Materials and methods
Plasmid expressing small interfering RNA (siRNA) against HIF-1α was constructed and transfected into LS174T cells with Lipofectamine. The LS174T cells were incubated for 24 h under hypoxic condition. The inhibitory effects of siRNA on HIF-1α gene was determined by semiquantitative reverse transcriptase polymerase chain reaction and Western blot. Expression of HIF-1α and Survivin was investigated by immunohistochemistry in colorectal adenocarcinomas tissue microarrays.
Results
HIF-1α and Survivin expressions were markedly downregulated after the siRNA expression vector against HIF-1α was transfected into the LS174T cells.
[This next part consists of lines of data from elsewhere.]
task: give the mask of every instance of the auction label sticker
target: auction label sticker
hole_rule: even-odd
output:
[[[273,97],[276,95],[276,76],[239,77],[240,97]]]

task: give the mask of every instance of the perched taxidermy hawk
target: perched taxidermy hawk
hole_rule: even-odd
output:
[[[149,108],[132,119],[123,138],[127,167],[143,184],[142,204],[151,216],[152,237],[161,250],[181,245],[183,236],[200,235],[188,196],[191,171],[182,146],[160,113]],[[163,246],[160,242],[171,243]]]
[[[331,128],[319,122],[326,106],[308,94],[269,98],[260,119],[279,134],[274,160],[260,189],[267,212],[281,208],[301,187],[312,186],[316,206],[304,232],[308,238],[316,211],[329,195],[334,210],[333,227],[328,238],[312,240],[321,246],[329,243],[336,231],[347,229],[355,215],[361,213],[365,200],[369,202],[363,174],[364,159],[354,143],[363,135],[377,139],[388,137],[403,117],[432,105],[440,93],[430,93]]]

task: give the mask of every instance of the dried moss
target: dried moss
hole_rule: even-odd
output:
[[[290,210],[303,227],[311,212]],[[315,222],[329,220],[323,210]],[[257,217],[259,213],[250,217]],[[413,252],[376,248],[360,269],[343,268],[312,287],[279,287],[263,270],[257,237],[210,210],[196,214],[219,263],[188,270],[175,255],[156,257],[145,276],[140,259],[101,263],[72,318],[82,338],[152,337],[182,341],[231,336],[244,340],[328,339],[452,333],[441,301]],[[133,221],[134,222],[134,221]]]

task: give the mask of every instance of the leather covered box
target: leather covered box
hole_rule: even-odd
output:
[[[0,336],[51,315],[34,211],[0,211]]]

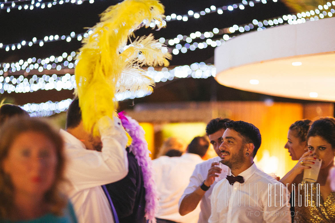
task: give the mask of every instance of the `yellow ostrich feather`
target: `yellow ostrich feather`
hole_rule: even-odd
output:
[[[135,30],[153,22],[165,26],[164,6],[157,0],[125,0],[109,7],[100,21],[83,39],[75,70],[77,89],[85,129],[99,133],[95,123],[115,115],[116,94],[150,91],[154,82],[141,68],[143,65],[167,66],[171,59],[164,45],[152,35],[137,38],[127,45]]]

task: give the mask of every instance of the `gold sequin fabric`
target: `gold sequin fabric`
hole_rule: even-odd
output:
[[[301,183],[301,188],[298,187],[295,188],[294,223],[335,222],[335,192],[331,193],[324,201],[320,192],[317,193],[316,184],[313,184],[312,186],[311,183],[304,180]],[[308,189],[306,190],[307,193],[305,193],[307,187]],[[297,193],[298,190],[299,194]],[[317,201],[317,204],[319,204],[318,207],[317,206],[318,194],[320,195],[320,200]],[[299,200],[301,200],[301,207],[299,206]]]

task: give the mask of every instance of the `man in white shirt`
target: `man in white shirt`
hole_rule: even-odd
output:
[[[225,124],[221,162],[230,171],[213,189],[208,223],[290,222],[286,188],[253,161],[261,142],[258,129],[242,121]]]
[[[178,201],[187,186],[195,165],[201,162],[209,142],[205,137],[195,137],[181,156],[162,156],[153,161],[158,198],[157,223],[196,223],[200,209],[184,216],[178,213]]]
[[[201,201],[198,223],[207,223],[210,216],[210,196],[217,182],[215,178],[218,174],[226,175],[228,173],[228,168],[226,166],[223,165],[222,169],[216,166],[221,160],[219,147],[226,129],[224,123],[230,121],[228,118],[217,118],[211,120],[207,124],[206,133],[218,156],[195,166],[188,186],[179,200],[179,213],[182,215],[193,211]]]
[[[125,132],[120,119],[114,119],[114,122],[107,117],[99,120],[97,124],[101,138],[93,137],[84,130],[79,100],[75,99],[67,112],[66,131],[61,130],[68,159],[68,195],[80,223],[114,222],[101,186],[125,177],[128,161]]]

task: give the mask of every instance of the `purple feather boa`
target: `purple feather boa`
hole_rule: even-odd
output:
[[[145,132],[136,120],[125,115],[124,111],[118,113],[122,126],[131,137],[132,140],[129,151],[132,152],[142,168],[144,188],[145,188],[145,218],[149,223],[156,223],[155,213],[157,206],[157,198],[156,186],[153,180],[152,162],[149,156],[148,143],[144,137]]]

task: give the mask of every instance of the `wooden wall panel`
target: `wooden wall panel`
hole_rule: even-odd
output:
[[[313,120],[318,117],[334,116],[333,103],[308,103],[304,105],[304,118]]]

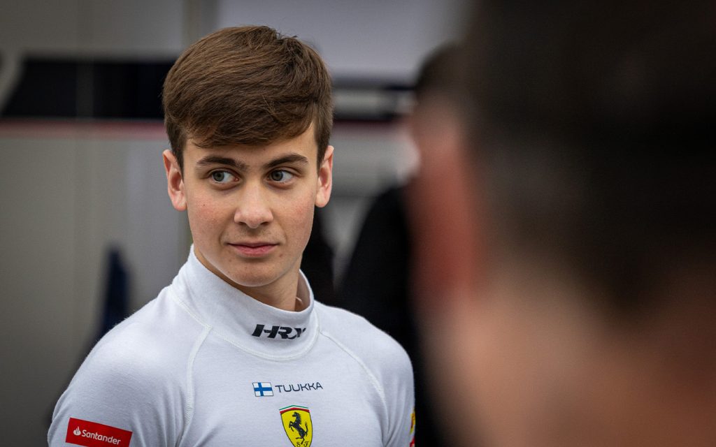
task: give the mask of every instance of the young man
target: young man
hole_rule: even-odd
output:
[[[405,351],[316,302],[299,268],[331,194],[321,59],[267,27],[223,29],[179,58],[163,102],[169,195],[194,244],[90,354],[50,445],[410,445]]]
[[[422,302],[455,444],[716,445],[715,23],[705,0],[480,1],[472,109],[422,152],[452,175],[419,177],[425,215],[475,207],[416,229],[477,235],[440,247],[474,257],[469,290]]]

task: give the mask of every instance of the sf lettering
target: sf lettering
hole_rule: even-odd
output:
[[[298,338],[301,334],[306,332],[306,328],[288,328],[286,326],[271,326],[266,329],[263,325],[256,325],[256,328],[253,330],[251,335],[254,337],[261,337],[263,334],[267,334],[268,338],[276,338],[279,336],[284,340],[293,340]]]

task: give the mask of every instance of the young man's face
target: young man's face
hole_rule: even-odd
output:
[[[183,173],[164,152],[169,195],[186,210],[197,257],[247,295],[295,305],[314,207],[328,203],[333,148],[320,167],[313,127],[267,146],[198,147],[187,141]]]

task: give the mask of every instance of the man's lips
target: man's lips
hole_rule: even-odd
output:
[[[259,257],[270,253],[278,244],[269,242],[240,242],[229,245],[239,254],[248,257]]]

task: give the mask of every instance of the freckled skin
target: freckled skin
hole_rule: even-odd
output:
[[[259,301],[295,310],[314,207],[325,206],[331,192],[333,148],[320,169],[316,154],[312,127],[261,147],[205,149],[190,139],[183,173],[165,151],[169,195],[175,208],[187,210],[202,264]],[[266,245],[267,251],[247,255],[251,250],[240,247],[246,244]]]

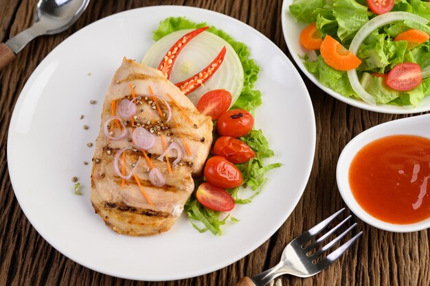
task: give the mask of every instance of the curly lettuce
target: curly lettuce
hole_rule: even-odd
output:
[[[153,32],[152,38],[158,41],[164,36],[179,30],[196,29],[207,25],[206,23],[194,23],[185,17],[169,17],[160,22],[159,28]],[[251,52],[245,44],[236,41],[225,32],[214,26],[211,26],[207,32],[219,36],[229,43],[234,49],[242,63],[245,74],[243,88],[240,96],[231,108],[245,109],[252,113],[262,103],[261,93],[253,89],[258,79],[260,67],[251,58]],[[231,195],[236,204],[247,204],[261,192],[267,180],[264,174],[271,169],[280,167],[281,164],[278,163],[264,165],[263,159],[272,157],[274,153],[269,148],[269,142],[261,130],[252,130],[247,135],[240,138],[240,140],[256,153],[254,158],[246,163],[236,165],[242,173],[242,186],[251,188],[254,194],[247,199],[241,199],[239,197],[239,187],[227,190]],[[203,178],[194,179],[195,188],[196,188],[203,182]],[[205,208],[196,198],[195,192],[186,202],[185,210],[192,226],[201,232],[209,230],[214,235],[221,235],[223,233],[221,226],[224,226],[227,220],[233,222],[238,221],[238,219],[231,217],[229,214],[225,214]]]

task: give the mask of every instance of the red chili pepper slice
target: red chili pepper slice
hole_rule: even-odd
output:
[[[194,74],[190,78],[175,84],[177,87],[181,89],[181,91],[186,96],[190,92],[193,91],[197,87],[203,85],[211,76],[215,74],[215,72],[220,67],[220,65],[224,60],[224,56],[227,49],[223,47],[220,53],[216,56],[216,58],[211,63],[205,67],[201,72]]]
[[[191,31],[179,39],[178,41],[170,47],[167,54],[166,54],[166,56],[164,56],[164,58],[161,60],[161,63],[160,63],[160,65],[158,66],[158,69],[163,72],[166,78],[169,79],[170,77],[172,67],[173,67],[173,64],[177,58],[178,54],[183,49],[183,47],[185,47],[192,38],[207,29],[209,29],[209,27],[203,27]]]

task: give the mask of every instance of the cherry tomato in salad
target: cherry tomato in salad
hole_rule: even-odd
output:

Of the eight adenoma lesions, one case (12.25%) and four cases (50%) were positive for HIF-1α and Survivin, respectively. Of the 69 cases of CRCs, 46 cases (66.7%) and 39 cases (56.5%) were positive for HIF-1α and Survivin, respectively. The positive rate of HIF-1α protein in CRCs was significantly higher than that in colorectal adenoma lesions (P < 0.05). HIF-1α protein expression was significantly higher in patients with stage III than in patients with stage I–II CRCs (P < 0.01). In addition, overexpression of HIF-1α in higher stages of CRCs was found to correlate positively with Survivin levels (P < 0.001).
Conclusions
Our data demonstrate that HIF-1α and Survivin are mostly expressed in invasive CRCs. Inhibition of HIF-1α may lead to exploration of its potential as a diagnostic tool and possibly a target for gene therapy for colorectal carcinoma.